So I, to find a mother and a brother,
In quest of them, unhappy, lose myself.
— ANTIPHOLUS (SYRACUSE), Act I, sc ii, 35-40
This fool-begged patience …
— ADRIANA, Act I, sc ii, 41
He asked me for a thousand marks in gold.
“’Tis dinnertime,” quoth I. “My gold,” quoth he.
“Your meat doth burn,” quoth I. “My gold,” quoth
he.
“Will you come?” quoth I. “My gold,” quoth he.
“Where is the thousand marks I gave thee, villain?”
“The pig,” quoth I, “is burned.”
— DROMIO (EPHESUS), Act II, sc i, 62-67
lol
ANTIPHOLUS (SYRACUSE): Shall I tell you why?
DROMIO (SYRACUSE): Ay, sir, and wherefore, for they
say every why hath a wherefore.
— Act II, sc ii, 42-43
DROMIO (EPHESUS):
Say what you will, sir, but I know what I know.
That you beat me at the mart I have your hand to
show;
If the skin were parchment and the blows you gave
were ink,
Your own handwriting would tell you what I think.
ANTIPHOLUS OF EPHESUS:
I think thou art an ass.
— Act III, sc i, 11-15
Again, you literally cannot fuck that up. You could read it monotone and an audience would laugh.
LUCIANA:
Why call you me “love”? Call my sister so.
ANTIPHOLUS (SYRACUSE):
Thy sister’s sister.
LUCIANA:
That’s my sister.
ANTIPHOLUS (SYRACUSE):
No
— Act III, sc ii, 61-64
See above editorial comment. It’s un-fuck-up-able.
I warrant her rags and the tallow in them will burn a Poland winter.
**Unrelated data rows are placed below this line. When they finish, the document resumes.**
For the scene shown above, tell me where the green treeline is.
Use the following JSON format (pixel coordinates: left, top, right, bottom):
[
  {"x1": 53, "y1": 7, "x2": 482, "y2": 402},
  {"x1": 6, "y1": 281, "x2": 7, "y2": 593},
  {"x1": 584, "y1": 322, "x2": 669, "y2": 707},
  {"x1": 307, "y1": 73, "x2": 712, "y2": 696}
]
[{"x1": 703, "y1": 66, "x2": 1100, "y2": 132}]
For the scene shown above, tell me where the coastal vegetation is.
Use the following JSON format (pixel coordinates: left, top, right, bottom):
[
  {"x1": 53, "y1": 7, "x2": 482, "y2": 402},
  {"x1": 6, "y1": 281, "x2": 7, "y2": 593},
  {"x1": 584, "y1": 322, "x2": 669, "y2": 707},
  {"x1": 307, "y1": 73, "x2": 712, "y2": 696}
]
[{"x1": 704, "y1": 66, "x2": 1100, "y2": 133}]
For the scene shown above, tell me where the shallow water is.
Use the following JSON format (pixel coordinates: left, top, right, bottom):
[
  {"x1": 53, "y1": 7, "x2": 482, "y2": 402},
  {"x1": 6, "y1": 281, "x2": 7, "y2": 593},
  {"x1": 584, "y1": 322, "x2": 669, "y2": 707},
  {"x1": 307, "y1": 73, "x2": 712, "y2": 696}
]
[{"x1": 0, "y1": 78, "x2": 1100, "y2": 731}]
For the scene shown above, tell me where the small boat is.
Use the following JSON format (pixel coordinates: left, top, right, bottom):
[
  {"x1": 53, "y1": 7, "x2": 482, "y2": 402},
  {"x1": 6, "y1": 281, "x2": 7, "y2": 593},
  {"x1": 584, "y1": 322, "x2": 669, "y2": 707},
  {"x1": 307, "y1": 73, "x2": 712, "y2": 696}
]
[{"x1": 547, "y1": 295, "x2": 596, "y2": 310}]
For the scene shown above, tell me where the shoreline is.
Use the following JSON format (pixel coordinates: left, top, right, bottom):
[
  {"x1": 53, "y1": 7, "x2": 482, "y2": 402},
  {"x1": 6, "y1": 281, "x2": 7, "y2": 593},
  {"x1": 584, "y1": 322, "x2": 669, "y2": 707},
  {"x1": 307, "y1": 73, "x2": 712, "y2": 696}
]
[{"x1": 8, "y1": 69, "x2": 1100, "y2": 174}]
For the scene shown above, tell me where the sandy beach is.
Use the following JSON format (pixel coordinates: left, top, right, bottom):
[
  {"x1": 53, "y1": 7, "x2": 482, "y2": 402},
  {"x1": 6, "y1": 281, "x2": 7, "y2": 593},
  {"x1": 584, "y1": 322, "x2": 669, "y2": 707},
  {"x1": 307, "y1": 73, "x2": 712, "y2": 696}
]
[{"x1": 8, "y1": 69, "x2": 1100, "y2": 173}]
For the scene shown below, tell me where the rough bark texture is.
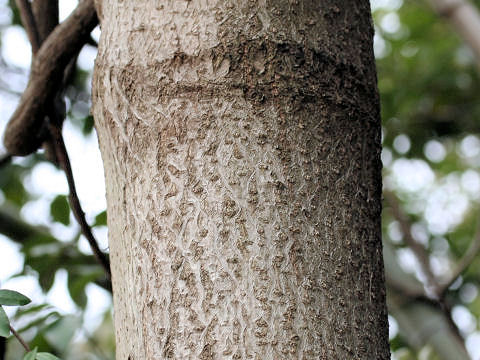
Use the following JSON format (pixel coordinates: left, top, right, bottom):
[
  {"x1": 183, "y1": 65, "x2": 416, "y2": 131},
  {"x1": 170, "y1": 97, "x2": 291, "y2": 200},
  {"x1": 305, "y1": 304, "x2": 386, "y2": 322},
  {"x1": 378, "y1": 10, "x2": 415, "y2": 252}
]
[{"x1": 93, "y1": 0, "x2": 390, "y2": 360}]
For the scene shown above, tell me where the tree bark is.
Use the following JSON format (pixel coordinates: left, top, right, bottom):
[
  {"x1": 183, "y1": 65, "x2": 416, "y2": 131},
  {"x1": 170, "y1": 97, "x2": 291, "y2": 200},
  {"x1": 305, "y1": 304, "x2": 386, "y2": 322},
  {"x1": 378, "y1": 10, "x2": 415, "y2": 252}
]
[{"x1": 93, "y1": 0, "x2": 390, "y2": 360}]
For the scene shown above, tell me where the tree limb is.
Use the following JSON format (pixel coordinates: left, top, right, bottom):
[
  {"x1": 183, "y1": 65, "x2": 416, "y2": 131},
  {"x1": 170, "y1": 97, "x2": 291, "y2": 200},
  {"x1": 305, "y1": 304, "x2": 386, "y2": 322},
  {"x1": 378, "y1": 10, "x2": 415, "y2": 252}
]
[
  {"x1": 4, "y1": 0, "x2": 98, "y2": 155},
  {"x1": 438, "y1": 218, "x2": 480, "y2": 298},
  {"x1": 429, "y1": 0, "x2": 480, "y2": 65},
  {"x1": 383, "y1": 190, "x2": 439, "y2": 295},
  {"x1": 47, "y1": 121, "x2": 111, "y2": 279}
]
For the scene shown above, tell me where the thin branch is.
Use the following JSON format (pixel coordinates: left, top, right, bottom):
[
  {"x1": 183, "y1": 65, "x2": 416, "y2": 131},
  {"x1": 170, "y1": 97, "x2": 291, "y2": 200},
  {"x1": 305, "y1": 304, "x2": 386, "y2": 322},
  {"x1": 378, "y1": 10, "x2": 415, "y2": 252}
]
[
  {"x1": 429, "y1": 0, "x2": 480, "y2": 65},
  {"x1": 47, "y1": 121, "x2": 111, "y2": 279},
  {"x1": 438, "y1": 218, "x2": 480, "y2": 298},
  {"x1": 4, "y1": 0, "x2": 98, "y2": 155},
  {"x1": 383, "y1": 190, "x2": 439, "y2": 294},
  {"x1": 15, "y1": 0, "x2": 41, "y2": 54},
  {"x1": 10, "y1": 325, "x2": 30, "y2": 352}
]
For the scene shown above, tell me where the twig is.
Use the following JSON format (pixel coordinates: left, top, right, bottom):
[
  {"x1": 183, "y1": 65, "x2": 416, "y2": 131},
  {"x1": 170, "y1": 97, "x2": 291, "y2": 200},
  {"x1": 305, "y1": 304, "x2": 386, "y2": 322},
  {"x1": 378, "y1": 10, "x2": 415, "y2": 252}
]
[
  {"x1": 10, "y1": 325, "x2": 30, "y2": 352},
  {"x1": 15, "y1": 0, "x2": 40, "y2": 54},
  {"x1": 47, "y1": 121, "x2": 111, "y2": 280},
  {"x1": 438, "y1": 219, "x2": 480, "y2": 298},
  {"x1": 4, "y1": 0, "x2": 98, "y2": 155},
  {"x1": 429, "y1": 0, "x2": 480, "y2": 65},
  {"x1": 383, "y1": 190, "x2": 439, "y2": 294}
]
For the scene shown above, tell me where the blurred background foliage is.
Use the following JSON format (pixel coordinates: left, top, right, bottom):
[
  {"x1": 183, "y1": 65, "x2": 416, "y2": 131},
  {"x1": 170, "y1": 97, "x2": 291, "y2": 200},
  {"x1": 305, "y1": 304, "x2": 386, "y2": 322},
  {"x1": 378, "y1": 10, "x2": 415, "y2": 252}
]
[{"x1": 0, "y1": 0, "x2": 480, "y2": 360}]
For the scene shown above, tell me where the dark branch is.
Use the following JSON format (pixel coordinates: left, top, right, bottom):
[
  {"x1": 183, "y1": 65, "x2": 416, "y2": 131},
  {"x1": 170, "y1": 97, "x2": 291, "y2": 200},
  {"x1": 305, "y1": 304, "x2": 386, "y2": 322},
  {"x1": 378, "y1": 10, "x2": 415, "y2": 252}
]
[
  {"x1": 10, "y1": 325, "x2": 30, "y2": 352},
  {"x1": 32, "y1": 0, "x2": 58, "y2": 44},
  {"x1": 4, "y1": 0, "x2": 98, "y2": 155},
  {"x1": 48, "y1": 121, "x2": 111, "y2": 279}
]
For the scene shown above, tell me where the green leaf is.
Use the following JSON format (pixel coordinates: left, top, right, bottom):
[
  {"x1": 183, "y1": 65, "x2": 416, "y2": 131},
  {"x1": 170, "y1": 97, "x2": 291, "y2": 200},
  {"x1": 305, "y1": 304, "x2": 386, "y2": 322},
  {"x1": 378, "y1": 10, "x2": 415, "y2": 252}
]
[
  {"x1": 50, "y1": 195, "x2": 70, "y2": 225},
  {"x1": 23, "y1": 348, "x2": 37, "y2": 360},
  {"x1": 0, "y1": 306, "x2": 10, "y2": 337},
  {"x1": 0, "y1": 289, "x2": 32, "y2": 306},
  {"x1": 93, "y1": 211, "x2": 107, "y2": 226},
  {"x1": 36, "y1": 353, "x2": 60, "y2": 360}
]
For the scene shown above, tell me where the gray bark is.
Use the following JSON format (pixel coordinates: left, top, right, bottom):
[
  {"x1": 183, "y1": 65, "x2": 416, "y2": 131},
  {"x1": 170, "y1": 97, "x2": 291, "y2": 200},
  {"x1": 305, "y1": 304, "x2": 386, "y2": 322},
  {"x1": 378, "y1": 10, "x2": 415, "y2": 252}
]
[{"x1": 93, "y1": 0, "x2": 390, "y2": 360}]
If she lives till doomsday, she’ll burn a week longer than the whole world.
— DROMIO (SYRACUSE), Act III, sc ii, 98-100
Time is a very bankrout and owes more than he’s worth to season.
Nay, he’s a thief too. Have you not heard men say
That time comes stealing on by night and day?
If he be in debt and theft, and a sergeant in the way,
Hath he not reason to turn back an hour in a day?
— DROMIO (SYRACUSE), Act IV, sc ii, 58-62
It is written they appear to men like angels of light. Light is an effect of fire, and fire will burn: ergo, light wenches will burn.